Harold joined the police force in 1948 after coming out of the Merchant Navy. He continues...
A distressed lady from a village on the east side of the town, reported that her husband had not returned home from having taken their son to his boarding school that day.
Having got as much information as I could from her, which included the fact that he had a shotgun with him with which he hoped to do some duck shooting, I passed the information to the Duty Sgt. Bert Trott.
He in turn proceeded on cycle to Mannings Heath to interview the lady and garner more knowledge. As time passed I heard a mobile unit on the monitor reporting to the Information Room that they had come across an abandoned car near Hawkhurst.

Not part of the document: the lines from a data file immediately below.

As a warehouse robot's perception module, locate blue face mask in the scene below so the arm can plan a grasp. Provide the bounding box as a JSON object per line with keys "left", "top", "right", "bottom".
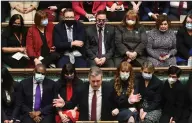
{"left": 142, "top": 72, "right": 152, "bottom": 80}
{"left": 186, "top": 23, "right": 192, "bottom": 30}
{"left": 34, "top": 73, "right": 45, "bottom": 83}
{"left": 41, "top": 19, "right": 48, "bottom": 26}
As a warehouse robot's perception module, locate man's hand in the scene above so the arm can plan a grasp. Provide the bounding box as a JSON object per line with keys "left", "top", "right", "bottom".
{"left": 94, "top": 57, "right": 102, "bottom": 65}
{"left": 15, "top": 6, "right": 25, "bottom": 14}
{"left": 67, "top": 107, "right": 78, "bottom": 118}
{"left": 24, "top": 6, "right": 35, "bottom": 14}
{"left": 110, "top": 3, "right": 117, "bottom": 12}
{"left": 151, "top": 13, "right": 159, "bottom": 20}
{"left": 33, "top": 116, "right": 42, "bottom": 123}
{"left": 85, "top": 13, "right": 94, "bottom": 19}
{"left": 48, "top": 6, "right": 57, "bottom": 10}
{"left": 72, "top": 40, "right": 84, "bottom": 47}
{"left": 53, "top": 94, "right": 65, "bottom": 108}
{"left": 112, "top": 108, "right": 119, "bottom": 116}
{"left": 169, "top": 117, "right": 176, "bottom": 123}
{"left": 29, "top": 111, "right": 36, "bottom": 119}
{"left": 99, "top": 57, "right": 106, "bottom": 65}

I did not know where this place was and therefore telephoned Information Room and asked the location. Having established where it was, I told them of our missing person, and they got the mobile unit to search around. They eventually found a body with gunshot wounds.
I cannot recall if ever it was established why the person had taken his own life.
There are often distressing cases one has to deal with, like the day an elderly gentleman came in to report the sudden death of his daughter whilst I was on relief office duty. She was a young girl in her teens, who had suddenly taken ill and passed away.
She was known to suffer from Freidrick's Disease.
I had also been appointed to cover for the Coroner's Officer that weekend. Later when the doctor came in to make his report, as I was taking his statement, and bearing in mind the statement I had taken from the father, I asked him if he had tested for diabetes.
He told me that she had passed water just before he got there but had he only been able to get two drops he could have tested. In the circumstances, she died soon after admission to hospital.
I attended the hospital PM, which was probably the most gruesome one I have ever attended. From the father I learnt that at the time there were only 11 cases of Freidrick's Disease in the country. Her brother had also died from it, though it was not hereditary.
From what I read these days, it is much more common and it is hereditary. It is surprising the medical knowledge one accumulated from attending first aid classes and being Coroner's Officer.
This brings me to another instance. A woman who complained of different phenomena, which could only be caused by imagination, had on several occasions called me to a house. I considered this was possibly connected with the 'change of life' (I was only about 26 at the time).
I took the husband on one side and suggested to him that he might approach his doctor and have her committed to Graylingwell, the local mental hospital on a 14-day order for treatment.
Some months later the man stopped me in the street and thanked me for my advice and reported his wife completely cured of her obsessions.